A partire dal 25 maggio 2020 i produttori di dispositivi medici dovranno adeguarsi alla nuova normativa rappresentata dal Regolamento UE 2017/745 (Medical Device Regulation), le cui prescrizioni, essendo il Regolamento UE un atto legislativo vincolante, si applicheranno in tutti gli Stati membri senza necessità di misure di recepimento da parte degli ordinamenti giuridici nazionali. «Tuttavia – precisa l’avvocato – così come la direttiva precedente, anche il nuovo regolamento non contiene indicazioni precise riguardo ai dispositivi stampati in 3D, ma a livello interpretativo apre una via alla possibilità che essi possano non rientrare più tra i dispositivi su misura, con le relative conseguenze in ordine al maggiore rigore normativo a cui verranno sottoposti».
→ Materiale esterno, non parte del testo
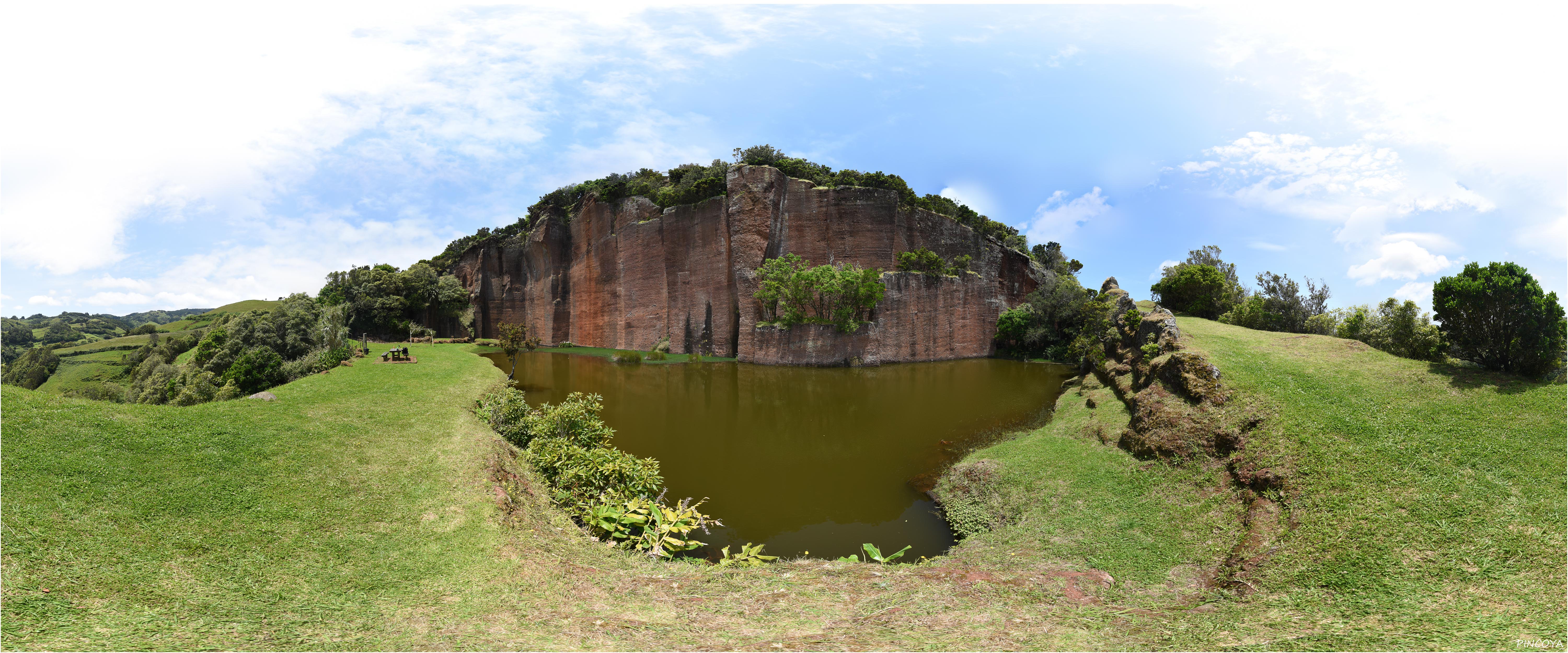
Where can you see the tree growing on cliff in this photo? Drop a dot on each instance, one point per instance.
(1280, 306)
(793, 292)
(1197, 290)
(1208, 294)
(514, 339)
(1500, 319)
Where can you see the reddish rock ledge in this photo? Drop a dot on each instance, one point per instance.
(628, 275)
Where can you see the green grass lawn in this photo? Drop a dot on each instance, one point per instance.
(357, 513)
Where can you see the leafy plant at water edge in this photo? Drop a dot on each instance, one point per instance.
(648, 525)
(874, 555)
(512, 340)
(747, 557)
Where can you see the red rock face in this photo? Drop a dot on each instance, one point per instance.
(630, 275)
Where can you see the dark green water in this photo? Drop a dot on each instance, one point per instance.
(805, 459)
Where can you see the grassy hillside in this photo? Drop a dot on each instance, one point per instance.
(78, 372)
(1431, 499)
(125, 340)
(197, 322)
(355, 513)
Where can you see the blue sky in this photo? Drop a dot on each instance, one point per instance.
(197, 156)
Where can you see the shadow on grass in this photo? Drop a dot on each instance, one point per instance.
(1470, 378)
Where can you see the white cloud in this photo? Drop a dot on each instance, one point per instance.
(1398, 261)
(971, 195)
(1196, 167)
(1059, 217)
(112, 283)
(1064, 55)
(117, 300)
(1359, 185)
(1426, 240)
(1417, 292)
(126, 124)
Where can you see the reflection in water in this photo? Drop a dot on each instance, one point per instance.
(805, 459)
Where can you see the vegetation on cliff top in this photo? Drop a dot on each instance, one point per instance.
(793, 292)
(694, 182)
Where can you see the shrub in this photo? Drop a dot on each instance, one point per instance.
(32, 370)
(626, 356)
(256, 370)
(662, 532)
(973, 500)
(1500, 319)
(1197, 290)
(581, 477)
(1051, 319)
(923, 261)
(1279, 306)
(793, 292)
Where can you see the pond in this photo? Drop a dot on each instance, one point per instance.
(805, 459)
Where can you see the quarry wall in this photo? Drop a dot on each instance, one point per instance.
(626, 275)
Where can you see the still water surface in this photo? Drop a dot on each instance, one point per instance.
(805, 459)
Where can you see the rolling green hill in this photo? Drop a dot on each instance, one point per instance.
(198, 322)
(363, 511)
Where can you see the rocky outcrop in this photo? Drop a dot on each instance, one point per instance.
(1181, 412)
(628, 275)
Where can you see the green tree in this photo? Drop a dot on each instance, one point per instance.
(258, 369)
(793, 292)
(923, 261)
(515, 339)
(1500, 319)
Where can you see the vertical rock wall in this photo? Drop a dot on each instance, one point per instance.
(630, 275)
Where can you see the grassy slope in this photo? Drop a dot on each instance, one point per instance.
(245, 524)
(352, 514)
(1431, 499)
(118, 342)
(197, 322)
(81, 370)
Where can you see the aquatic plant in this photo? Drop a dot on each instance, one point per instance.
(747, 557)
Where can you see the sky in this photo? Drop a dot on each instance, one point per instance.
(192, 156)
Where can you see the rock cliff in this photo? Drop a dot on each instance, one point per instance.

«La problematica risiede nella circostanza per cui la normativa europea è stata redatta in un contesto in cui ancora i dispositivi medici su misura erano dispositivi a basso rischio, come per esempio le scarpe ortopediche – chiarisce Rizzo –. Il valore aggiunto della stampa 3D consiste però proprio nella personalizzazione estrema di dispositivi che possono essere anche impiantati nel corpo umano, come una porzione di teca cranica o una protesi articolare, e quindi corrispondere a categorie valutate ad alto rischio: per essi dunque, come per gli altri dispositivi e indipendentemente dalla qualifica di prodotti custom-made, dovrebbero essere previste procedure di controllo e certificazione da parte di organismi notificati».